Clearly, even though we have a new lead singer on the other side, the band is still singing the same harsh and tired songs. From the people that brought you cuts to health, cuts to education and cuts to pensions, we now have a plan to create an extra tax burden for the majority of households. Those who brought you the $100,000 degrees, which would see a generation of our young people locked out of education, are now cooking up a plan to make our taxation system even more regressive. The same people who wanted to see young people go without an income for six months have now turned their minds to a plan that would further increase inequality.

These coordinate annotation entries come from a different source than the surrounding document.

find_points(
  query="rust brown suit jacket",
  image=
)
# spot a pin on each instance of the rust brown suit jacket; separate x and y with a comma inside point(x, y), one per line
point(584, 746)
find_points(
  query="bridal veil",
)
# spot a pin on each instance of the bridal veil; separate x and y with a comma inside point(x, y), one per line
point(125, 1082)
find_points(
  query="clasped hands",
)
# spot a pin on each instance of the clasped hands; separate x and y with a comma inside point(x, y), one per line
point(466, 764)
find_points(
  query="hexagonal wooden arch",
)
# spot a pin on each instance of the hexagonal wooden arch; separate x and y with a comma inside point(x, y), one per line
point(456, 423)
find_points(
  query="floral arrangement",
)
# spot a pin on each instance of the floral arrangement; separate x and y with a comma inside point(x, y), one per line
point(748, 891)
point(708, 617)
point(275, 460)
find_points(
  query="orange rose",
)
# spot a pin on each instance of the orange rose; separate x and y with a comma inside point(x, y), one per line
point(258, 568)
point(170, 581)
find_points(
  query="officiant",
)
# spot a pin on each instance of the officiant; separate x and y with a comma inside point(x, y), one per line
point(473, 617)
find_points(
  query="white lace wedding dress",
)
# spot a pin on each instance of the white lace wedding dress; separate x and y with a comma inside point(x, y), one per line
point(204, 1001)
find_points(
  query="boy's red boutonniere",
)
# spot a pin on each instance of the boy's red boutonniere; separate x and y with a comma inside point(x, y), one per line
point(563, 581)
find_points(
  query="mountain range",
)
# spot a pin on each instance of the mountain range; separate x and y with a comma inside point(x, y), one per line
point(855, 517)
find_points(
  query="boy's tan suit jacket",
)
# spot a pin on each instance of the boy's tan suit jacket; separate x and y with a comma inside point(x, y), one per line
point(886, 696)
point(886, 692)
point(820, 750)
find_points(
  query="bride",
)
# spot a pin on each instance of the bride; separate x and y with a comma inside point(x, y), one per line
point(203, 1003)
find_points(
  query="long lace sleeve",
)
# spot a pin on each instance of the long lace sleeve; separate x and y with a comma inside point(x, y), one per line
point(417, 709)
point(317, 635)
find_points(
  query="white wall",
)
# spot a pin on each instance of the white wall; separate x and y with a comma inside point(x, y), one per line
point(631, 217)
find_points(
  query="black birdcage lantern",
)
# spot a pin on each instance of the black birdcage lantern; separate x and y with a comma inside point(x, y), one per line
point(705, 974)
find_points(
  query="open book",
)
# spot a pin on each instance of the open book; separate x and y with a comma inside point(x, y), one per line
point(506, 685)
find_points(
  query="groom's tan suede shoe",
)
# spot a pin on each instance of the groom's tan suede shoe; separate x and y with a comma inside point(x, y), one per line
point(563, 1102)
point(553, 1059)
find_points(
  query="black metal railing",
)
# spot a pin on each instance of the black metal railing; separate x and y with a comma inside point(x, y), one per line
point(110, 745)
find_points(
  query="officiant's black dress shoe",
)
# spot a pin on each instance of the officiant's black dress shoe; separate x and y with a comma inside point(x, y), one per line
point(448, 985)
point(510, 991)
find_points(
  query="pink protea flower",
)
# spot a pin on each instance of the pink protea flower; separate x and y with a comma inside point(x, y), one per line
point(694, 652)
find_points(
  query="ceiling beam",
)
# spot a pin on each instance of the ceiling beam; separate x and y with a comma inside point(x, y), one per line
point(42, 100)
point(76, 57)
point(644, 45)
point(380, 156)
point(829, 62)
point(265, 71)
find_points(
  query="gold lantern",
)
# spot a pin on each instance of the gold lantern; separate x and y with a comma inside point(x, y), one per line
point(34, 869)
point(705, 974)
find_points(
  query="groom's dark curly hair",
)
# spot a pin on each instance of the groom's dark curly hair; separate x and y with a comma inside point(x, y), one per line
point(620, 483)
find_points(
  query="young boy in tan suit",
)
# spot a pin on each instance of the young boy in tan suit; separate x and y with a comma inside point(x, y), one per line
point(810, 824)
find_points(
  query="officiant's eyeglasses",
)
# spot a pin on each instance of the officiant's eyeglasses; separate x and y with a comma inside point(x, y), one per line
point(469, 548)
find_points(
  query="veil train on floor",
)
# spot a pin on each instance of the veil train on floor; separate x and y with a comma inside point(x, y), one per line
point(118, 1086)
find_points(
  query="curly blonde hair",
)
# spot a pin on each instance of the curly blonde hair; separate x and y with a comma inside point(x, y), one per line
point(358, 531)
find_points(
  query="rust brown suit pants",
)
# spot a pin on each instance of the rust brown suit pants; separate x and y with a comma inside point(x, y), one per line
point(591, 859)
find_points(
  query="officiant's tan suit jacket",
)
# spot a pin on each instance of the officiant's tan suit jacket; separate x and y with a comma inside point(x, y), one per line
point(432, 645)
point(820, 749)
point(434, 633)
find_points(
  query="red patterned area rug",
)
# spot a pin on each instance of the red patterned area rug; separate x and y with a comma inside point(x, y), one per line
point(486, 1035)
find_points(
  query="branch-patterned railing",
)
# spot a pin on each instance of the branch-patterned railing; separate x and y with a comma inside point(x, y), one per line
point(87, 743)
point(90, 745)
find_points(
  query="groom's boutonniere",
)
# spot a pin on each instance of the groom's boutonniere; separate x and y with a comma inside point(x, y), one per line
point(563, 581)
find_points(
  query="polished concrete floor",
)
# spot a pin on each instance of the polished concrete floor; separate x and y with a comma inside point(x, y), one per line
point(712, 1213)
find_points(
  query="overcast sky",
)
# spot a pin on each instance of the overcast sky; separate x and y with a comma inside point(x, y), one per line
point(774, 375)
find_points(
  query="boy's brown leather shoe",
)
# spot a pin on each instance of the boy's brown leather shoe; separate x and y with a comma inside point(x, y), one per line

So not only are they trying to hide their true intentions from the Australian people but they are also too cowardly to even make their own case. Mr Morrison even went as far as to say that an increase in the GST would not result in an increase in government taxation revenue. Of course, our current Treasurer is in denial about what most respected economists understand: Australia's revenue base has dropped dramatically in recent years. When considered as a whole, revenue over the past eight years was 20.5 per cent of GDP below the 2000-01 to 2007-08 average. In contrast, cumulative spending has been just 8.6 per cent of GDP above the average.

But rather than addressing this blatantly obvious fiscal reality, the Treasurer seems to have decided to revert to the tried and true Liberal strategy of hitting those who are doing it tough and rewarding those who are well-off—with no accompanying benefit to the budgetary challenge he should be addressing. Instead, Mr Morrison is reducing a progressive tax in order to increase a regressive one. Of course, in doing so, he would further entrench the inequality that is already as high as it has been in the past 75 years. If the Prime Minister had been true to his word and genuinely believed in fairness—and not just the perception of fairness—then he would immediately have rejected such an obviously unfair suggestion by his Treasurer.

Hiking the GST is not taxation reform. It is lazy, it is unfair and it will disadvantage those who spend the highest proportion of their income on week-to-week living—and that is not a plush week-to-week living; it is a survival week-to-week living. It will do nothing to address the budgetary challenges, and it will only serve to increase inequality, which we know creates a drag on productivity. If the government is serious about actual reform, it needs to start addressing the loopholes and perks that are benefiting the richest people and companies in the country. When will the government commit to addressing the perks for high income earners in the superannuation system? When will the government get serious about addressing multinational tax? And when will they stop trying to levy greater burdens on the poorest and most vulnerable people in the country? Despite the Prime Minister's spruiking about his lovely table and everything he has on it, the only thing they have shown the Australian people so far is a great big regressive tax.